3 arrested in `smash' ATM theft

Carroll incident is similar to 30 in 3 states, police say

December 15, 2007|By Arin Gencer | Arin Gencer,Sun reporter

At three different times in three different places, police in Carroll County discovered a similar scene in the wee hours: a convenience store rammed by a large vehicle and a missing ATM.

This week, a multiagency effort resulted in the arrests of three men in one of the incidents: the Nov. 7 burglary and theft at a High's convenience store on Route 140 in Finksburg, said Maryland State Police.

Rico A. Proctor, 19, of Capitol Heights, Bobby L. Proctor, 22, of Seat Pleasant and Dale K. Proctor, 39, of Washington were charged with burglary and automated-teller-machine theft, police said.

Rico and Bobby Proctor are believed to be brothers, and Dale Proctor is a distant cousin, said Detective Sgt. Chuck Moore of the Westminster barracks.

Moore said investigators are continuing to gather evidence in the other Carroll incidents -- in Keymar on Sept. 12 and in Manchester on Nov. 19.

State police said in a news release that the Carroll incidents might be connected to more than 30 similar commercial burglaries under investigation since July, which span 23 jurisdictions and cross into Pennsylvania and Virginia. More than $180,000 was stolen, and the incidents resulted in more than $1 million in property damage.

The Carroll thieves typically stole a large vehicle -- a van or pickup -- near the store and rammed it into the building, Moore said. They loaded the ATM and then transferred the machine to another vehicle.

Often called a "smash and grab," such thefts are not necessarily rampant, but do seem to crop up at different times, local law enforcement agencies and banking experts said. Howard County police have had four ATM thefts since September.

"It's kind of one person or a group of people mimicking something that they've heard someone else [do]," said Margot Mohsberg, spokeswoman for the American Bankers Association.

Mohsberg described cases in Miami and Texas, where thieves took machines with a bulldozer or by ramming the machines with vehicles.

"About as long as we've had banks ... there's somebody who's bound and determined who's going to go in and get it," said Rob Evans, director of industry marketing for the Ohio-based NCR, which has about 125,000 ATMs across the nation.

ATM thefts date at least to the late 1990s, with an "off-premise boom" in which the majority of machines deployed were free-standing, in such places as convenience stores, coffee shops or pizza parlors, Evans said. About a half-million machines are installed nationwide, he said.

Rural communities seem to be popular targets, Evans said, as thieves zero in on convenience stores with glass fronts -- and an easy view of a machine inside. More recently, construction-heavy Phoenix and Atlanta have been hot spots, Evans added. Criminals have availed themselves of forklifts and front-end loaders on building sites, he said.

An article in a January 2007 issue of ATM & Debit News described several "smash and grab" thefts in Arizona, where more than $500,000 was stolen. Thieves knocked over the machines and loaded them onto flatbed trucks, said Frederick H. Lowe, editor of the weekly trade publication.

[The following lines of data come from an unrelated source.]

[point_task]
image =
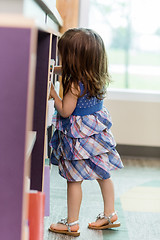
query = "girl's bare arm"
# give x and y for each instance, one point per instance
(66, 106)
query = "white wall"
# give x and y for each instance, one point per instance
(135, 116)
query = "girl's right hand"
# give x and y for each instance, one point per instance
(52, 91)
(58, 70)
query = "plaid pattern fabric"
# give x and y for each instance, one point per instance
(84, 146)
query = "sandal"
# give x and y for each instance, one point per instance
(68, 231)
(108, 225)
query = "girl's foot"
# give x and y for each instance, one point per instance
(104, 222)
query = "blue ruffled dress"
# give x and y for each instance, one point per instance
(83, 143)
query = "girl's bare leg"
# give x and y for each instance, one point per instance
(74, 198)
(107, 190)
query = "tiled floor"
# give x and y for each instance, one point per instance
(137, 200)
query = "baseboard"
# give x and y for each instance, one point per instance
(138, 151)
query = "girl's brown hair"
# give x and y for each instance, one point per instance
(84, 59)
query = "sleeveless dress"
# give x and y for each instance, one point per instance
(83, 143)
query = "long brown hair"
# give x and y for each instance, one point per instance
(84, 59)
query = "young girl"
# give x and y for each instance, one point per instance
(83, 143)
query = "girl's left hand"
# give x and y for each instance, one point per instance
(52, 92)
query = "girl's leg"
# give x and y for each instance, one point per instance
(74, 198)
(107, 190)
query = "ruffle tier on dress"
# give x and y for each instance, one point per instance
(84, 146)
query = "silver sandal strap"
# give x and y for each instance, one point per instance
(102, 215)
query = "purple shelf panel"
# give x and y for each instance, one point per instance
(40, 109)
(54, 47)
(14, 52)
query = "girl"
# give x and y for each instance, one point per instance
(83, 143)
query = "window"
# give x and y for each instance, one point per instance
(131, 32)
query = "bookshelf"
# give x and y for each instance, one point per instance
(25, 50)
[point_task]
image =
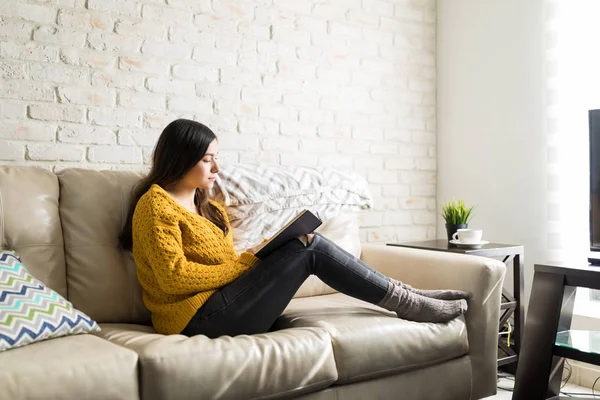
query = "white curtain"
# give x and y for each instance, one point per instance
(572, 72)
(573, 88)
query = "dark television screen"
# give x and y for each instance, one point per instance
(594, 116)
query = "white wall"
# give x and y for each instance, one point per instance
(345, 83)
(491, 141)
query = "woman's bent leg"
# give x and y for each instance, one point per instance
(328, 258)
(251, 303)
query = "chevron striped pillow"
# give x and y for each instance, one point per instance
(30, 312)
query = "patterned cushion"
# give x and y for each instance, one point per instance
(31, 312)
(259, 199)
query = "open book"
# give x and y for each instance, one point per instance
(302, 224)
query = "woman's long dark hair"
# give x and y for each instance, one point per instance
(179, 148)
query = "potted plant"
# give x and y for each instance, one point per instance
(457, 215)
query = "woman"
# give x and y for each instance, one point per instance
(195, 283)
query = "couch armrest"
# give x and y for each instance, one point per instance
(480, 276)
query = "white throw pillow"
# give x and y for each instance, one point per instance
(259, 199)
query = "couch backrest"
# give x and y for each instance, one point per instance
(101, 277)
(30, 223)
(72, 245)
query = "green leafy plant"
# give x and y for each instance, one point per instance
(455, 212)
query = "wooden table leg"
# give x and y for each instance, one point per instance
(535, 357)
(564, 323)
(518, 294)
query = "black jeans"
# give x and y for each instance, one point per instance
(252, 302)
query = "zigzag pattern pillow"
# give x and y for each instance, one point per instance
(30, 312)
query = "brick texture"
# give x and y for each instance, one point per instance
(348, 84)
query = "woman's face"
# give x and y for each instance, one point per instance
(203, 174)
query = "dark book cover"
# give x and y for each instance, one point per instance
(302, 224)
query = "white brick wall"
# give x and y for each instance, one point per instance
(342, 83)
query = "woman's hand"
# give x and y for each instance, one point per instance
(253, 249)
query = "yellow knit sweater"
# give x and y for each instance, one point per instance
(181, 258)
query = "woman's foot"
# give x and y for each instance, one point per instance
(437, 294)
(415, 307)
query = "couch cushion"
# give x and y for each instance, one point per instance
(72, 367)
(369, 341)
(30, 223)
(31, 312)
(102, 278)
(287, 362)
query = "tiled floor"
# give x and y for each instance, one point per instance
(507, 383)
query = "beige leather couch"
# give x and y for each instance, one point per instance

While stealing from a bank could yield $2,000 to $3,000, Lowe said, a bank-owned ATM could yield $40,000, Lowe said. Independent, off-premise machines, however, carry varying amounts, depending on the traffic a store sees, he added.

The arrests in the Carroll incidents came after a state police investigation and coordinated efforts with law enforcement from Calvert, Frederick and Prince George's counties, the FBI and others. This week, police watching the men believed that they had stolen a Pennsylvania Department of Transportation truck before hitting a convenience store near the Maryland line.

Early Wednesday, state police from the Westminster and North East barracks kept watch at a wooded area in Baltimore County after locating a car registered to Dale Proctor, according to police. When the men appeared within an hour, troopers confronted them, arresting Rico and Dale Proctor. Bobby Proctor was arrested at his aunt's home in Prince George's County later that night, police said.